Fast-forward to month 2 when I started getting into some Dr. Sears articles and I gave co-sleeping a whirl. The clouds parted, the angels sang and we started to get more sleep! It was amazing, but I also couldn’t shake the feeling that we were somehow “breaking the rules” (I’m a first-born, I worry about things like this apparently). Since those early days, we’ve gone back and forth (as the title of this post implies) with being able to get Cora asleep in our bed… then move her to her bed… where she’d inevitably awaken and come back to our bed again. The bedroom cha-cha. Although, after what I think was her first year molars coming in, she’s doing less cha-cha-ing and more straight-up sleeping in our bed. Like, full time.
I actually don’t mind it. In fact, I love being able to snuggle with her, I enjoy the closeness. And there really is nothing better than waking up to her smiling face in the mornings. But I do wonder about what we’d do if we brought another babe into the mix and then I go down the dark, winding path of “sleep training” options and contemplate what makes sense for us and what might work. All sleep training books and articles seem to address different ways of achieving the same outcome: teaching children to fall asleep on their own. Is it just me or does the concept of teaching any child of any age to “fall asleep alone” seem like a nightmare?? Maybe it’s just my kid, but I tried (and FAILED) at this a few times throughout her first year and each time either resulted in screaming (when she was a wee one) and/or seemed like it would take her at least a couple hours to actually fall asleep (after she was older). It felt like a terrible, never-ending staring contest in one of my more recent attempts – like she thought it was a game. And I felt awful about the idea of having her wait it out until her little body gave in to the exhaustion.

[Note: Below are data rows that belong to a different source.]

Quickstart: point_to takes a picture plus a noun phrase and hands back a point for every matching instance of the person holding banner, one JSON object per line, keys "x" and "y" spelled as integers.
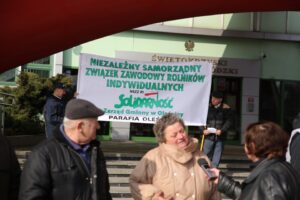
{"x": 170, "y": 171}
{"x": 71, "y": 165}
{"x": 219, "y": 120}
{"x": 54, "y": 109}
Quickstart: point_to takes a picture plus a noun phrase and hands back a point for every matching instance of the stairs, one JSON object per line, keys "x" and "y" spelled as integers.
{"x": 120, "y": 165}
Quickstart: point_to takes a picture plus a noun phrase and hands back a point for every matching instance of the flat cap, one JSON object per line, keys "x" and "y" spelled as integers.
{"x": 217, "y": 94}
{"x": 81, "y": 109}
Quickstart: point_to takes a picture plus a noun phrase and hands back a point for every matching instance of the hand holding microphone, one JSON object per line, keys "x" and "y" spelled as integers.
{"x": 204, "y": 165}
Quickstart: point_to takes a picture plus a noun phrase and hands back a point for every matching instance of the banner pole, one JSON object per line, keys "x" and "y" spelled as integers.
{"x": 202, "y": 140}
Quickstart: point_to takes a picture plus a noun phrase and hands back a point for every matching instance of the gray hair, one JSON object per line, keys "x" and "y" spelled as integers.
{"x": 165, "y": 121}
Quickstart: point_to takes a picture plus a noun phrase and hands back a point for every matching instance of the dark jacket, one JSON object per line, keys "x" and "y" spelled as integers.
{"x": 271, "y": 179}
{"x": 55, "y": 171}
{"x": 9, "y": 171}
{"x": 54, "y": 112}
{"x": 219, "y": 118}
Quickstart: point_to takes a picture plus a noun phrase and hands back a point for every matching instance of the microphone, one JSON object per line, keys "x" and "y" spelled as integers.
{"x": 205, "y": 167}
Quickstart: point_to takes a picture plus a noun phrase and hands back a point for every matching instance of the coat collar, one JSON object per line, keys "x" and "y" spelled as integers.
{"x": 263, "y": 165}
{"x": 180, "y": 155}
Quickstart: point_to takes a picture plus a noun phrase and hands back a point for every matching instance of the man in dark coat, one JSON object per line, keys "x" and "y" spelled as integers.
{"x": 272, "y": 177}
{"x": 219, "y": 120}
{"x": 54, "y": 109}
{"x": 9, "y": 171}
{"x": 71, "y": 165}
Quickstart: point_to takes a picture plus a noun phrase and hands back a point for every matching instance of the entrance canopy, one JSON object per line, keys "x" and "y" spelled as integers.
{"x": 33, "y": 29}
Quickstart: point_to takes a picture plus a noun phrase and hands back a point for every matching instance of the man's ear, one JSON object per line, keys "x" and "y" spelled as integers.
{"x": 80, "y": 125}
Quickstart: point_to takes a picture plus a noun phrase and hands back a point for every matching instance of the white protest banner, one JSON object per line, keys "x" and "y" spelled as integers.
{"x": 141, "y": 92}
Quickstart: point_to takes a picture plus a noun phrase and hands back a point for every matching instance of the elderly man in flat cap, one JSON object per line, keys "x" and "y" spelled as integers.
{"x": 71, "y": 165}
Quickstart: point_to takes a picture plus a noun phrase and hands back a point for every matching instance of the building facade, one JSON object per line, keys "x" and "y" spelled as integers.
{"x": 255, "y": 57}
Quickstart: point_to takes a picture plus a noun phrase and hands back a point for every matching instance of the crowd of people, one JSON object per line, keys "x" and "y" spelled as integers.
{"x": 71, "y": 165}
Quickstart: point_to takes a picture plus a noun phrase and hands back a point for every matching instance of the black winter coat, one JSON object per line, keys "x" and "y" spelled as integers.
{"x": 271, "y": 179}
{"x": 54, "y": 112}
{"x": 55, "y": 171}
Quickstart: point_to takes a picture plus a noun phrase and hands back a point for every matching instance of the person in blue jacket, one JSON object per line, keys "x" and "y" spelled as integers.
{"x": 54, "y": 109}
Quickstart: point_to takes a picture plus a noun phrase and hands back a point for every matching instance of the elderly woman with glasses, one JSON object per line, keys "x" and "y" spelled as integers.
{"x": 170, "y": 171}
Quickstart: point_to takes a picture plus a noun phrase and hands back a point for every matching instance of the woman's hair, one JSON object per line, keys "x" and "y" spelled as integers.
{"x": 266, "y": 139}
{"x": 165, "y": 121}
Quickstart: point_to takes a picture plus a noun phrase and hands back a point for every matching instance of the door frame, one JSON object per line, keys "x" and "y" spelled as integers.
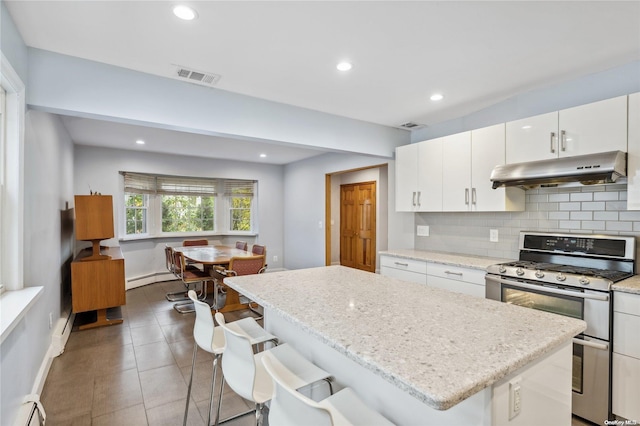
{"x": 328, "y": 225}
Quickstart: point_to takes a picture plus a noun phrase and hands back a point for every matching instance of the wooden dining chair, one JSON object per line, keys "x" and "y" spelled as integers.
{"x": 241, "y": 265}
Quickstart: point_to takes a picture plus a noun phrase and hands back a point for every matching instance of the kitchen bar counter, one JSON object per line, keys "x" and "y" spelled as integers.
{"x": 454, "y": 259}
{"x": 438, "y": 346}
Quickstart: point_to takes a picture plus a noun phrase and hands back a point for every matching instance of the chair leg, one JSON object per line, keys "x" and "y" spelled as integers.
{"x": 193, "y": 363}
{"x": 259, "y": 416}
{"x": 217, "y": 421}
{"x": 216, "y": 359}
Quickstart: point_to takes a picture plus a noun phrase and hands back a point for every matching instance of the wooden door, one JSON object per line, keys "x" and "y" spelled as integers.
{"x": 358, "y": 226}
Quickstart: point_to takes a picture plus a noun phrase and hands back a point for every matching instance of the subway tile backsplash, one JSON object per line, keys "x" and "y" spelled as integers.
{"x": 597, "y": 209}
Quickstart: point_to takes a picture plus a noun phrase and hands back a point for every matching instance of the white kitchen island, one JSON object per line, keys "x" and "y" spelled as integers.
{"x": 420, "y": 355}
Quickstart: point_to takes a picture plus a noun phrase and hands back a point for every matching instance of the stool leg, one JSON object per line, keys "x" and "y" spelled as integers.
{"x": 219, "y": 401}
{"x": 193, "y": 363}
{"x": 213, "y": 382}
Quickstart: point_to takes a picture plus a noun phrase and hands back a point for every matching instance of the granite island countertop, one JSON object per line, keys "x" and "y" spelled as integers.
{"x": 442, "y": 347}
{"x": 454, "y": 259}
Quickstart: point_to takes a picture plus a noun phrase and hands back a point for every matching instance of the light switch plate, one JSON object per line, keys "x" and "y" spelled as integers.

And so now, this is where we’re at – still sleeping with our 16-month-old “baby,” well-versed on many sleep training “approaches” but very trigger shy. No advice to share at this point – this is more of a “before” post and hopefully I’ll have an “after” at some point before she goes to college to share some helpful tips and tricks to all you other weary parents in the same boat (please tell me there are others in this boat??). What worked for you? What didn’t work for you?